その日、また露樹さんは俺の部屋にいた。
江岸はあのあとすぐに帰ったが、直前に
その日、また露樹さんは俺の部屋にいた。
江岸はあのあとすぐに帰ったが、直前に



工藤くん、あたしに出来ることがあったらなんでも言って


と言い残した。



…………っ


露樹さんに殴られてから、涙が止まらなかった。
止めようとしても、まるで洪水のように流れ落ちていく。
江岸が帰るまではなんとか耐えれたが、すぐに泣き崩れてしまった。
そんな俺を、露樹さんは昨日のように包み込んだりせず、外の月を見ては、時折チューハイを口に運ぶだけだった。
日付が変わり、今日は日曜日。
学校が休みであることに、今ほど感謝した時は無かった。



あんた、どうするの?


結局夜通し付き合ってくれた露樹さんが言った。



昨日ドタキャンしちゃったんだ、ちゃんとみんなに謝るとか、そういうのを行動で示すとかしないと





そうですね……。

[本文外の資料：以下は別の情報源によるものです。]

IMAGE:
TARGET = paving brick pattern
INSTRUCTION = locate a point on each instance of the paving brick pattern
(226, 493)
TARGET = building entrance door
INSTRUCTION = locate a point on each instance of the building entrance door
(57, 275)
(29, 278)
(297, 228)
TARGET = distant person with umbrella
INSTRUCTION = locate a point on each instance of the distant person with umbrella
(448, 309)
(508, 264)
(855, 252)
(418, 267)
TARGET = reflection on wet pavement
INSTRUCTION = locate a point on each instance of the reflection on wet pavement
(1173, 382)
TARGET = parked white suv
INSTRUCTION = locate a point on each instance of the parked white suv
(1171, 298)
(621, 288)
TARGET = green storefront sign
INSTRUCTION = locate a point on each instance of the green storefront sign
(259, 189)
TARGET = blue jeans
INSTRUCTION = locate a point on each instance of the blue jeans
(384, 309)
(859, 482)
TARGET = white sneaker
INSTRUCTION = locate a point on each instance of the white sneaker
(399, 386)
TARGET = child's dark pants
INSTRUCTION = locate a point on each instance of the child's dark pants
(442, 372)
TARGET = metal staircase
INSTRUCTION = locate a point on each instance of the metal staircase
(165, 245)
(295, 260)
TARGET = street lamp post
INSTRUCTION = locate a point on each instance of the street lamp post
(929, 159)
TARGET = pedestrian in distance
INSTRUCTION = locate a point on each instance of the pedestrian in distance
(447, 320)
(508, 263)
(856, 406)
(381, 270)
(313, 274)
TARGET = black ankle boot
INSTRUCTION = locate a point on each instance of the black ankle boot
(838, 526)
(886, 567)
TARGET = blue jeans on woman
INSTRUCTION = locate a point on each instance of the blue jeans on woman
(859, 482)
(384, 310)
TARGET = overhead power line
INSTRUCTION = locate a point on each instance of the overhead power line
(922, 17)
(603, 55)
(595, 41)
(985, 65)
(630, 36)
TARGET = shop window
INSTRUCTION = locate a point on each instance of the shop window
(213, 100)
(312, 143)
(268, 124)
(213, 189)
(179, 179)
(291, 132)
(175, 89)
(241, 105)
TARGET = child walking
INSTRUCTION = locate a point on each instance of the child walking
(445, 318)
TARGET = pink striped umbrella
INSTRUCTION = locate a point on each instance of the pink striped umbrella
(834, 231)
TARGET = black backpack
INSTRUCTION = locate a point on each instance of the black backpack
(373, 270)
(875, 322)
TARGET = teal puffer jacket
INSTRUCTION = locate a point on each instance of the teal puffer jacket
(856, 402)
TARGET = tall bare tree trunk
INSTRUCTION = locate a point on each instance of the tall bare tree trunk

何とかしないと、評判が悪くなって住みにくくなる





なんか捻れてる気がするけど…まぁいいか


ため息をつく露樹さん。
正直なことを言ったつもりなんだが。



策はあるの?





一応、昨日泣きながら考えてたんですが……





泣きながら考えれるって……器用だね


変なところで感心された。



昨日の二次会が市の人間を全員集めてパーティーするという内容だったんですが……それをやろうと





うーん…。悪くはないかもしれんが、昨日と同じ内容をそのまま催すのはどうだろう?少しでも工夫しないと、相手に何も感じてもらえんぞ


真面目にアドバイスをくれる露樹さん。
だが、俺の中では既に案が出来上がっていた。



大丈夫です。みんなが楽しめる企画を考えてありますから





……それはどんな?





じきに分かります


はぐらかす俺に襲いかかる露樹さんを退け、家の電話を取る。



もしもし…?





もしもし。江岸?





うん。どうしたの?





ちょっと頼みがあるんだけど


電話越しに江岸が緊張するのが分かった。



いいよ。どんな?





綾瀬さんの家って料亭だったよね?





うん


計画は既に出来ている。
……計画と呼ぶのも気がひけるほど単純なものだが。



家、どこか分かる?





うん、よく遊びに行くし


だが、成就させるには終始俺が動かないといけない。
気を抜けば簡単に破綻する。
すべては俺次第だ。



今から岸ノ荘に来れる?





うん


だが……



…連れていってほしい


成功させないといけないんだ……
視界の端で、露樹さんが小さく笑うのが見えた。